The plaintiff's Petition states that "[t]his case is a review of an administrative decision by the Social Security Administration (SSA), through an Administrative Law Judge (ALJ) Jack Penca and the Appeals Council (AC) Lisa Saunders based upon an incomplete case file and improper documentation by not performing statutory/regulatory Periodic Reviews and placing that information in the case file." (ECF No. 2 at 2). The Petition further states that "it is a claim for entitlement to money under a federal government program and the challenge of actions taken by that agency, which questionably concerns the Affordable Care Act's 2014 requirements for these benefits under Medicare, or the loss of my current Medicaid benefits - noted on the January, February and March Medicaid cards (Exhibit A, B, C)." (Id.) The Petition further asserts that this case involves the plaintiff's rights under the First, Fifth and Fourteenth Amendments, the Administrative Procedures Act ("APA"), 5 U.S.C. § 701 et seq), and the Americans With Disabilities Act ("ADA"), 42 U.S.C. § 12101 et et seq., as amended by the ADA Amendments Act of 2008. (Id.)
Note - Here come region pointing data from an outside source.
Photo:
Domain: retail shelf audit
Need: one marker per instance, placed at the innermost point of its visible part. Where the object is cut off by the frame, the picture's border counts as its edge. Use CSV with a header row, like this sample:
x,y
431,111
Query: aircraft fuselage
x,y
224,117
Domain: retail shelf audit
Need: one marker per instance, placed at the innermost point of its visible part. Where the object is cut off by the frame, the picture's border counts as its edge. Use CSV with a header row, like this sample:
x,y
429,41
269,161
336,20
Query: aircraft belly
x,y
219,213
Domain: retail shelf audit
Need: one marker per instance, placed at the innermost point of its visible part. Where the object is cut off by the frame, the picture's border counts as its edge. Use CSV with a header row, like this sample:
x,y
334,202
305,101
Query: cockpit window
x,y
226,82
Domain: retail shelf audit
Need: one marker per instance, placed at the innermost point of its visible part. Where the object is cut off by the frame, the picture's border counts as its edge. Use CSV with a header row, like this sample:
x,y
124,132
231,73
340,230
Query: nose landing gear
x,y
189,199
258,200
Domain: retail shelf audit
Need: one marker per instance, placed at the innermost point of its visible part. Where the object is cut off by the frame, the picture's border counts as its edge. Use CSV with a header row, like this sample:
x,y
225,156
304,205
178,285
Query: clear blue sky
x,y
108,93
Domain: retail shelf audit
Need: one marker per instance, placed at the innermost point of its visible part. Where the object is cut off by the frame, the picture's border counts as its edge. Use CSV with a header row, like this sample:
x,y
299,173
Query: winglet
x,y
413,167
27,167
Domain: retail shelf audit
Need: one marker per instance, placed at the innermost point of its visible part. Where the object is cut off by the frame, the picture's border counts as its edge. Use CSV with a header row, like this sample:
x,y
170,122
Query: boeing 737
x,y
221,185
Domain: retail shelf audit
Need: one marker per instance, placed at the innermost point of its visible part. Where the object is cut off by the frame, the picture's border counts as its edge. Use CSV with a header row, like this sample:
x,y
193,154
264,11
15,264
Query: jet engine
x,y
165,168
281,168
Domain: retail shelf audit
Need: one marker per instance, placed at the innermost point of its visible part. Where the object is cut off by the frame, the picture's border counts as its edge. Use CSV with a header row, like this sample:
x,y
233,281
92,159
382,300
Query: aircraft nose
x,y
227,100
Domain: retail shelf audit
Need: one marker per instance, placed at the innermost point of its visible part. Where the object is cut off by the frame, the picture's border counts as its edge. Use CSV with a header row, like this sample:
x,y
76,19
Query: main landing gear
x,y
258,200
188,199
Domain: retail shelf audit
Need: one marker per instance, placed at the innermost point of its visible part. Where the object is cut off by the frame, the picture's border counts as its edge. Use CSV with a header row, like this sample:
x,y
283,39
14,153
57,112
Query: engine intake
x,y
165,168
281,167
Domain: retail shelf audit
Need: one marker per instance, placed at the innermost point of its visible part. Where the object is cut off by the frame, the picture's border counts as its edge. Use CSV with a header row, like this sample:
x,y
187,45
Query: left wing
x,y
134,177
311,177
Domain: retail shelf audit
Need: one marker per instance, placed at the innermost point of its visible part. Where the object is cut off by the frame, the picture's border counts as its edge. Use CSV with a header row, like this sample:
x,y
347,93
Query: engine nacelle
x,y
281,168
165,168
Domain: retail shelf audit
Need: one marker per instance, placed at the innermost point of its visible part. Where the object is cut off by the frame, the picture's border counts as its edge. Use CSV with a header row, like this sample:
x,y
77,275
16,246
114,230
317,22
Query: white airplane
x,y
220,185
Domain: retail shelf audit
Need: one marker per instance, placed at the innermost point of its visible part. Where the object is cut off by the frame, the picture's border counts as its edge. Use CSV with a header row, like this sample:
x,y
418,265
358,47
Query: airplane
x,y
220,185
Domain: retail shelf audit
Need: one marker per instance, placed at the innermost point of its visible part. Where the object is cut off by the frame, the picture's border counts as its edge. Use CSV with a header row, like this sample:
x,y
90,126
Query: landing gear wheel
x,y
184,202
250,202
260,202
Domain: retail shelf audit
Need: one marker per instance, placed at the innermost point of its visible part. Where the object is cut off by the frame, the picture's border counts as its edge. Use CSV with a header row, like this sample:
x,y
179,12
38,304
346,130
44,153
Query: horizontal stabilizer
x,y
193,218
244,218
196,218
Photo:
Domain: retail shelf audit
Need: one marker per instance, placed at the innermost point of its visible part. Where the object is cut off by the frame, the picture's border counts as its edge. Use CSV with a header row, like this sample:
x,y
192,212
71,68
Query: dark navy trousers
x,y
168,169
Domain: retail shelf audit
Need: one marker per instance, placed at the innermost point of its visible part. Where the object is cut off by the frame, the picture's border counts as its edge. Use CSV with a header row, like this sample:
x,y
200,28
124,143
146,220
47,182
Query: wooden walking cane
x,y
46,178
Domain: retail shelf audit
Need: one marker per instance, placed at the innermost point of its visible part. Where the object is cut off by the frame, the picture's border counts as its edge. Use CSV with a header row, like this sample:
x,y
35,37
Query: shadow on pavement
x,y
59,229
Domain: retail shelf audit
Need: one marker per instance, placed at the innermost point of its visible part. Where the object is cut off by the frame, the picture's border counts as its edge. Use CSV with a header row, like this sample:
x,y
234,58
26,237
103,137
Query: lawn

Based upon the information that has been filed by the plaintiff, it appears that, first and foremost, she is challenging decisions related to the denial by the SSA of a September 21, 2012 application for a period of disability and disability insurance benefits. Specifically, on March 12, 2013, ALJ Jack Penca issued an Order of Dismissal which sets forth the following procedural history and findings:

On September 21, 2012, the claimant filed an application for a period of disability and disability insurance benefits, alleging disability beginning November 24, 1982. This claim was denied initially on October 8, 2012, and upon reconsideration on December 22, 2012 because claimant does not have enough work credits. The date the claimant was last insured was September 30, 1978. The claimant has not provided proof of additional earnings. The claimant filed a written request for hearing on February 15, 2013. The claimant is unrepresented in this matter.



An Administrative Law Judge may dismiss a request for hearing if the doctrine of res judicata applies. Res judicata applies when the Social Security Administration has made a previous determination or decision involving the claimant's rights on the same facts and on the same issue or issues, and the previous determination or decision has become final by either administrative or judicial action (20 CFR 404.957(c)(1)).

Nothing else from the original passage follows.